More broadly, because data is immutable in pure FP, a language needs persistent data structures so that when you manipulate those data structures, you avoid making unnecessary copies in memory. This isn’t a problem in the imperative paradigm, where mutating data is the norm.

2) Tail call optimization: Scala and other functional languages implement tail call optimization: if a function returns a recursive call to itself, it does not grow the call stack for each iteration. Since the result of the very last call will be the result of the first call in the recursive chain, it can safely circumvent the stack.

This is a crucial optimization. A problem with deep recursion is that you run the risk of overflowing the call stack. Without this language feature, deeply recursive code will crash.

3) Lazy evaluation: the ability to lazily evaluate functions allows you to do some very powerful things, such as create infinite data structures and invent custom control structures. A mechanism for lazy evaluation avoids having to jump through hoops to accomplish the same thing.

If you look through Functional Python Programming (which is a very good book), it addresses the fact that Python lacks the above features, and offers some options for simulating them or working around them somehow. To newcomers, such discussions and tricks can be a little confusing, because it’s hard to grasp why the lack of these features is a shortcoming in the first place.

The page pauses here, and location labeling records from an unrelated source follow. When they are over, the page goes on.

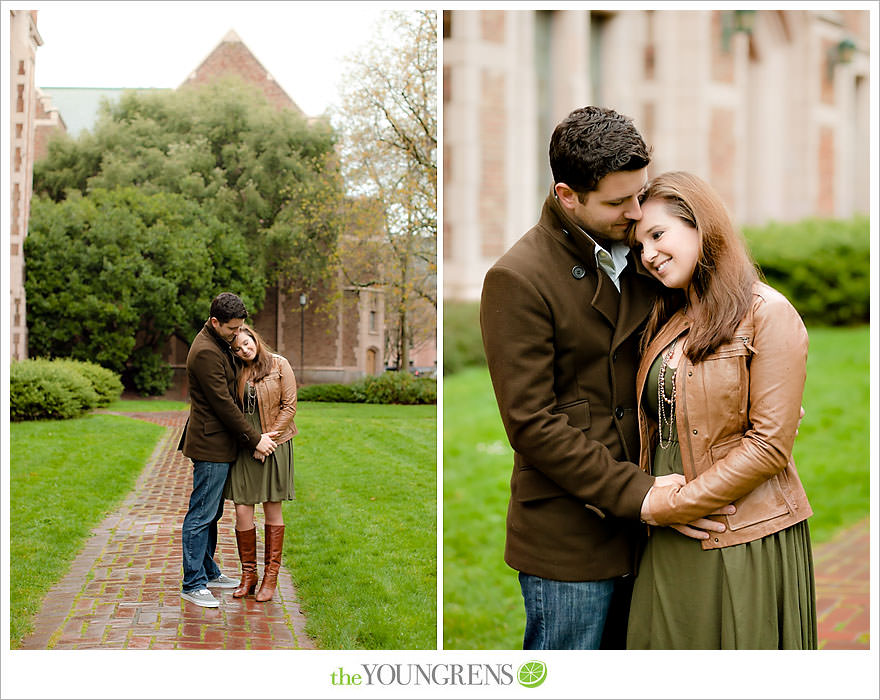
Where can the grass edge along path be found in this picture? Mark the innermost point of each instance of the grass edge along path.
(361, 540)
(65, 478)
(482, 605)
(361, 536)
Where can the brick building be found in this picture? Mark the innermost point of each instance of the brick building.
(770, 106)
(23, 107)
(338, 337)
(339, 344)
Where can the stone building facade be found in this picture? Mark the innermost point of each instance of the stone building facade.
(23, 107)
(770, 106)
(336, 336)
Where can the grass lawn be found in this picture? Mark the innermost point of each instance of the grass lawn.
(64, 478)
(146, 405)
(363, 528)
(482, 605)
(361, 541)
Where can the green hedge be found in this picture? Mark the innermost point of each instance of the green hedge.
(822, 265)
(57, 389)
(386, 388)
(107, 384)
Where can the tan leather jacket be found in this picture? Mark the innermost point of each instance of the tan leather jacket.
(736, 413)
(276, 394)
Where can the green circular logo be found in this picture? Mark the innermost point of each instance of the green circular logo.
(532, 673)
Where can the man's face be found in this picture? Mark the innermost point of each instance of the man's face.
(607, 210)
(229, 330)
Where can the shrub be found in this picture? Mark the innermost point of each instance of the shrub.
(106, 384)
(397, 387)
(338, 393)
(821, 265)
(43, 389)
(150, 374)
(462, 341)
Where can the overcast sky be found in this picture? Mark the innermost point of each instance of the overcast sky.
(158, 44)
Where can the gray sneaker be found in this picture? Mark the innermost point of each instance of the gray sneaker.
(223, 581)
(202, 597)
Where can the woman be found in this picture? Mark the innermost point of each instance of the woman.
(719, 394)
(267, 390)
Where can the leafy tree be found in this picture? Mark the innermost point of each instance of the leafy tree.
(389, 150)
(111, 276)
(268, 174)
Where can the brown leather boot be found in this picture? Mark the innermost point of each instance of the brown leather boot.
(247, 553)
(271, 561)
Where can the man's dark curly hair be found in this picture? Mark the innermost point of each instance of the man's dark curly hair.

This is why I think it’s best for people new to FP to approach learning Scala as a functional language. When I initially tried to learn it through resources and books that aimed to cover the language and API comprehensively, it was simply bewildering. But learning Scala through the lens of FP concepts and the features needed to support those concepts makes it much easier to understand why many of the seemingly odd constructs and idioms exist.

(As a footnote, this is exactly the approach taken by Martin Odersky’s Coursera course, “Functional Programming Principles in Scala”. I’m nearly done going through the lectures, and I think it’s a much better resource than any book I’ve perused.)